# Redfoot Hatchling Pics!!!



## chadk (May 20, 2010)

The End!!


----------



## Scooter (May 20, 2010)

They are beautiful, the torts and the kids! Wonderful pictures!


----------



## superpooper (May 20, 2010)

I LOVE YOUR PICTURES!!!


----------



## Greg Knoell (May 20, 2010)

Fantastic photos! Thanks for posting them,


----------



## Traveller (May 21, 2010)

Awesome pics, very cute.


----------



## ChiKat (May 21, 2010)

Those pictures are FANTASTIC!!! Wow, I love them!
Those are the cutest little hatchlings I have seen in a while!
And your daughters are ADORABLE!! What are your kids' names? (oops hijack- sorry, I'm obsessed with names.)
And do these little hatchlings have names yet?


----------



## chadk (May 21, 2010)

Thanks everyone 

No names for the torts yet. Still throwing around ideas and seeing what sticks...

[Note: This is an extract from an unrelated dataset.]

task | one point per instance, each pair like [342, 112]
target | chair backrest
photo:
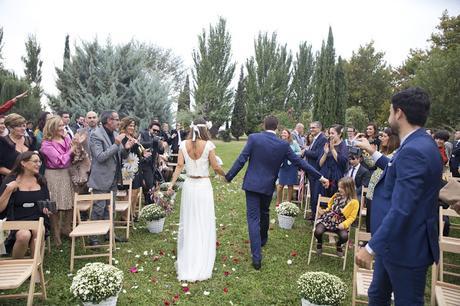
[91, 198]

The girls are Hope and Halle.


----------



## TortieLuver (May 21, 2010)

What a cute family! Thanks for sharing. Wow..lots of love for that large family of animals.


----------



## Candy (May 21, 2010)

Beautiful little Redfoots that you got from Tyler Stewart Chad. I love all of your pictures and your little girls are beautiful too. Are they identical? I do think that you should post the 7th picture in the photo contest though.


----------



## Tom (May 21, 2010)

There is just nothing on earth so perfect as a little hatchling tortoise. What is it about them?

Very nice and good pics too.


----------



## chadk (May 21, 2010)

They are not identical. They look quite different actually. And much different personalities too 

And same for the torts... Well, actually they are from different clutches. So not really 'twins', but I can clearly tell them apart based on both looks AND personality.


----------



## rwfoss (May 21, 2010)

Those are some of the most adorable pictures I've seen in a long time!! Pictures of the kids and the tortoise are great. There are some contest winners in there! 

Thanks for posting!


----------



## Candy (May 21, 2010)

They are very cute little girls, but that's why I asked because I didn't think that they were but from the angles of the pictures it was hard to tell. Yes I find my tortoises have very different personalities also.


----------



## N2TORTS (May 21, 2010)

Swwweeeetttt...... LQQKIN ... RF"s ya got there chad! ... Gotta love dem legs! .... Seems the " gals" .. quite intriged as well! 
HAppy Tort~N
JD~


----------



## chadk (May 24, 2010)

Thanks again everyone. 

Little torts are doing great. Still working on names...

My boys like Sherlok and Watson.

My wife likes Aragorn and Arwen (hoping they will grow up to be a breeding pair...).


----------



## Kristina (May 24, 2010)

Very beautiful pictures!!!!


----------